One hundred years ago, a urinal (and, later, a Stieglitz photograph of that same urinal) caused quite a…uh…well…”splash” on the New York art scene.
Here is a wiki commons image of that iconic piece of white porcelain signed, in jest, by one “R. Mutt”:
Duchamp’s “Fountain” was rejected by the Society of Independent Artists (SIA) for their 1917 open exhibition even though the artist had paid the required entry fee. Surprise, surprise, surprise!
What was Marcel Duchamp really up to with this stunt? Well, apparently, it was both a practical joke and a challenge to conventional notions about the nature of art. It certainly prompted a lot of discourse–and burst blood vessels–among the highfalutin museum and gallery elite of the time. (With noses in the air and eyes averted, the SIA board euphemistically referred to the porcelain piss pail as a “bathroom appliance” in order to keep the scandal to a minimum.)

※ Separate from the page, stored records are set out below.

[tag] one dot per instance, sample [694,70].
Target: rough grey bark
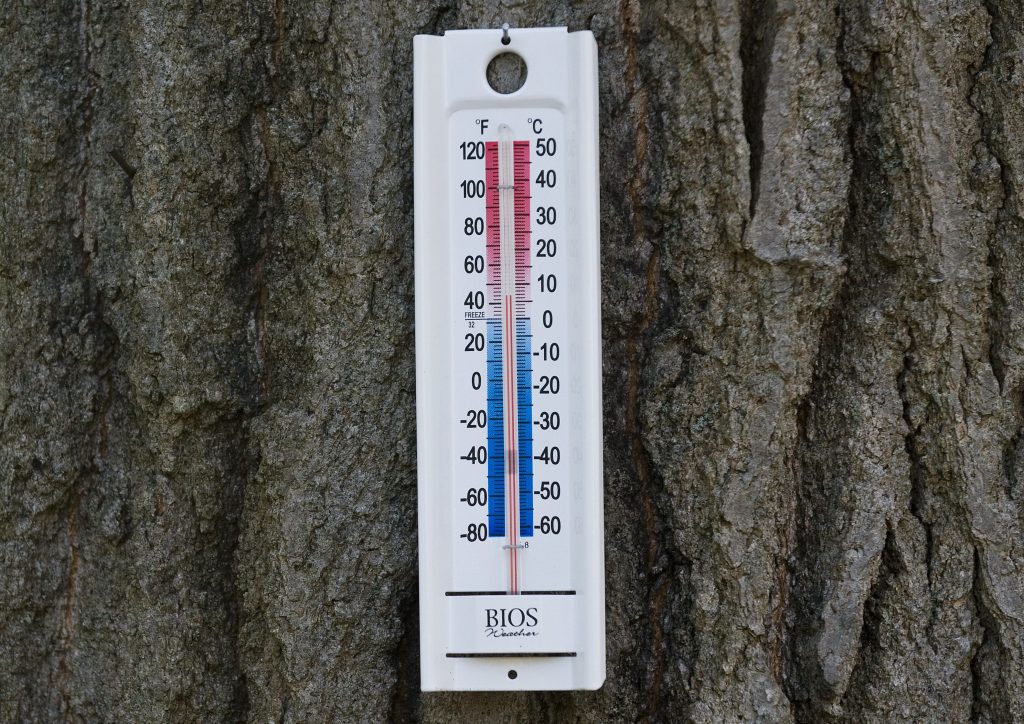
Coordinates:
[813,278]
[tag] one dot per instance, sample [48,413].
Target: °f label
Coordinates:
[508,364]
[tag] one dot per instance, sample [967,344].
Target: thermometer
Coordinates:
[508,349]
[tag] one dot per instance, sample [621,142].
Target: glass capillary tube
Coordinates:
[506,211]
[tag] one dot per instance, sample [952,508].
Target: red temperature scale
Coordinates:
[508,352]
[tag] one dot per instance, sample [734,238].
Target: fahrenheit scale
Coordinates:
[508,349]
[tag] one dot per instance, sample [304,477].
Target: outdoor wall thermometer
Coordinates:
[508,364]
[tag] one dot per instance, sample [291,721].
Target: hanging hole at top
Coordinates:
[507,73]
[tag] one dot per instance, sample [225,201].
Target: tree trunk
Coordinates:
[813,274]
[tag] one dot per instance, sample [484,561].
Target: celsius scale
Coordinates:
[508,363]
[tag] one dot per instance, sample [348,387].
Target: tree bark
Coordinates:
[813,304]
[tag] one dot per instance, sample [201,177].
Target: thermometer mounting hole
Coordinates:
[507,73]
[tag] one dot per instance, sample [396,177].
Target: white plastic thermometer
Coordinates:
[508,352]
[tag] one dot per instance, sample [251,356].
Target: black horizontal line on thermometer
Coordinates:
[506,593]
[511,655]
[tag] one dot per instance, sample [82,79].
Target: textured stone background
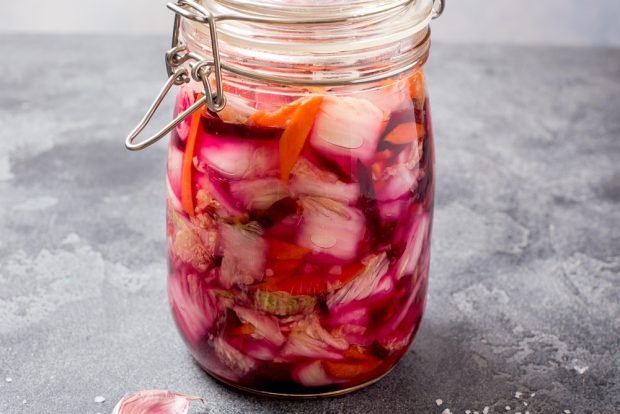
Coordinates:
[525,277]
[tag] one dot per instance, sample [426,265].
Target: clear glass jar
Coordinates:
[299,215]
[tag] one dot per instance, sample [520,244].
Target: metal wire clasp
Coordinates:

For more background on this incident, see Martin Gayford’s 2008 article in The Telegraph, Duchamp’s Fountain: The practical joke that launched an artistic revolution.
These days, even if you made photographs of actual human turds floating about in toilets I doubt you would raise many eyebrows–at least in New York (in Iowa, maybe).
After all, it would be pretty hard to outdo Immersion (Piss Christ) by Andres Serrano, no? (Dang, and that was 30 years ago now! Just looked it up.)